25.12.1919 Saumur, 22.11.2020 Ginevra, cattolica, cittadina francese, dal 1959 di Ginevra. Insegnante, membra della Resistenza e deportata francese, presidentessa della sezione svizzera dell'Association nationale des anciennes déportées et internées de la Résistance (Adir) e testimone delle deportazioni naziste.
Noëlla Peaudeau era la figlia di Clément Peaudeau, fabbro, e di Marie nata Bossard, sarta e casalinga. Suo fratello maggiore, Georges Peaudeau, era sacerdote. Dopo il trasferimento della famiglia ad Angers, vi frequentò le scuole nel pensionato Saint-Laud, dove ottenne la maturità; in seguito divenne maestra nello stesso istituto cattolico. Quando i Tedeschi occuparono Angers nel 1940, si arruolò nella Resistenza quale membra della rete clandestina Honneur et Patrie, di tendenza gollista (seconda guerra mondiale). Legata anche al cosiddetto gruppo Normaliens d’Angers, vicino al Partito comunista, Noëlla Peaudeau distribuì e riprodusse volantini e militò come agente di collegamento; a sua insaputa, occasionalmente trasportò pure delle armi. Arrestata dalla Gestapo il 23 giugno 1943, poco dopo il suo fidanzato Adrien Tigeot, più tardi fucilato, fu imprigionata dapprima ad Angers e in seguito a Compiègne. Trasferita nel campo di concentramento femminile di Ravensbrück il 31 gennaio 1944, fu liberata il 5 aprile 1945 insieme ad altre 300 deportate francesi, che attraversarono la Germania fino a Kreuzlingen. Peaudeau rientrò ad Angers il 16 aprile 1945, deperita (pesava 32 kg) e ammalata di tubercolosi.
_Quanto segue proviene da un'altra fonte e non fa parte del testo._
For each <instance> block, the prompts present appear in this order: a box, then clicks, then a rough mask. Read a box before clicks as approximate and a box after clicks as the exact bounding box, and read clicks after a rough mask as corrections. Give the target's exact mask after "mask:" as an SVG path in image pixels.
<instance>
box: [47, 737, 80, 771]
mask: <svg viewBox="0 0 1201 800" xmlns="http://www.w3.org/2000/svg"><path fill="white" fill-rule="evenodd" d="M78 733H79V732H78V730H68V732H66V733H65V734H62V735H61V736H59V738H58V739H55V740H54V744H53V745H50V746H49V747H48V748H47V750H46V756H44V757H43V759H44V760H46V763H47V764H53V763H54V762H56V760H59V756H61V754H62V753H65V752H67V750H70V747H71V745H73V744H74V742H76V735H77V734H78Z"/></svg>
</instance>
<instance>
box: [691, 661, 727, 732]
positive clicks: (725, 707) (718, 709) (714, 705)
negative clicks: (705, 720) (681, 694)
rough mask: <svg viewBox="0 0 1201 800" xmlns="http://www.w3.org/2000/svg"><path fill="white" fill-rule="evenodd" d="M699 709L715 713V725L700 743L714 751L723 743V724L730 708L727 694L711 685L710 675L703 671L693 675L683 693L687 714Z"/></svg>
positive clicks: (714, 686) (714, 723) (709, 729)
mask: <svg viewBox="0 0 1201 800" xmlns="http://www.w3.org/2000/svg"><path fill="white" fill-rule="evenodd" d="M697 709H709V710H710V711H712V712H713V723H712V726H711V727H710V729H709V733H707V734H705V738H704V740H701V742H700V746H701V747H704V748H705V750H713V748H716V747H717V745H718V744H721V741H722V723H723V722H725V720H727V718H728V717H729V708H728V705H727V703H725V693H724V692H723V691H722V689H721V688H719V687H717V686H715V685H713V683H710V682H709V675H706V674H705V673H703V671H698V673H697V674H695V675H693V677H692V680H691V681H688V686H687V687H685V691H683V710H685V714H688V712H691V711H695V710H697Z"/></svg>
Il 4 settembre 1945 arrivò allo chalet La Gumfluh a Château-d’Œx per un soggiorno di convalescenza organizzato dall'Association nationale des anciennes déportées et internées de la Résistance (Adir) e dal suo comitato d'aiuto in Svizzera, diretto da Germaine Suter-Morax. Vi incontrò il pacifista André Rouget, membro del Servizio civile internazionale e capoufficio presso la direzione dei telefoni, figlio di Charles Rouget, medico dentista, e di Emilie nata Delétra, casalinga. I due si sposarono nel 1947 ed ebbero due figli. Dopo il matrimonio Noëlla Rouget visse a Ginevra e saltuariamente impartì lezioni private di francese. Nel 1965 testimoniò davanti alla Corte di sicurezza dello Stato a Parigi nel processo contro Jacques Vasseur, il collaborazionista francese che l'aveva arrestata nel 1943, responsabile di numerose atrocità nei confronti di militanti della Resistenza. Dopo la sua testimonianza, Rouget scrisse al presidente del tribunale chiedendo che l'accusato non fosse sentenziato a morte perché era contraria alla pena capitale. Egli fu comunque condannato e Rouget si rivolse quindi al presidente della Repubblica francese, Charles de Gaulle, per chiedere la grazia di Vasseur, che ottenne nel 1966. Negli anni seguenti Rouget intrattenne una corrispondenza con il collaborazionista, nella vana speranza di un suo pentimento. Nel 1986 sulla Gazette de Lausanne Noëlla Rouget scrisse una fiammante lettera aperta contro i «dubbi» della negazionista vodese Mariette Paschoud, che negava pubblicamente l'esistenza delle camere a gas.
In seguito portò la testimonianza della sua deportazione nelle scuole e nelle parrocchie della Svizzera romanda e della vicina Francia. Dal 1970 al 2015, ogni 8 maggio, giorno della commemorazione della capitolazione della Germania nazista, tenne un discorso per invocare la pace e la riconciliazione tra i popoli (pacifismo) davanti al monumento per i defunti del consolato generale di Francia a Ginevra; nel 2022 ai piedi della scultura fu posta una lapide per onorare la memoria di Noëlla Rouget. Presidentessa della sezione svizzera dell'Adir, fu insignita del titolo di comandante della Legion d'onore (1995) e, pochi mesi prima del suo decesso, della grande croce dell'ordre national du Mérite della Repubblica francese.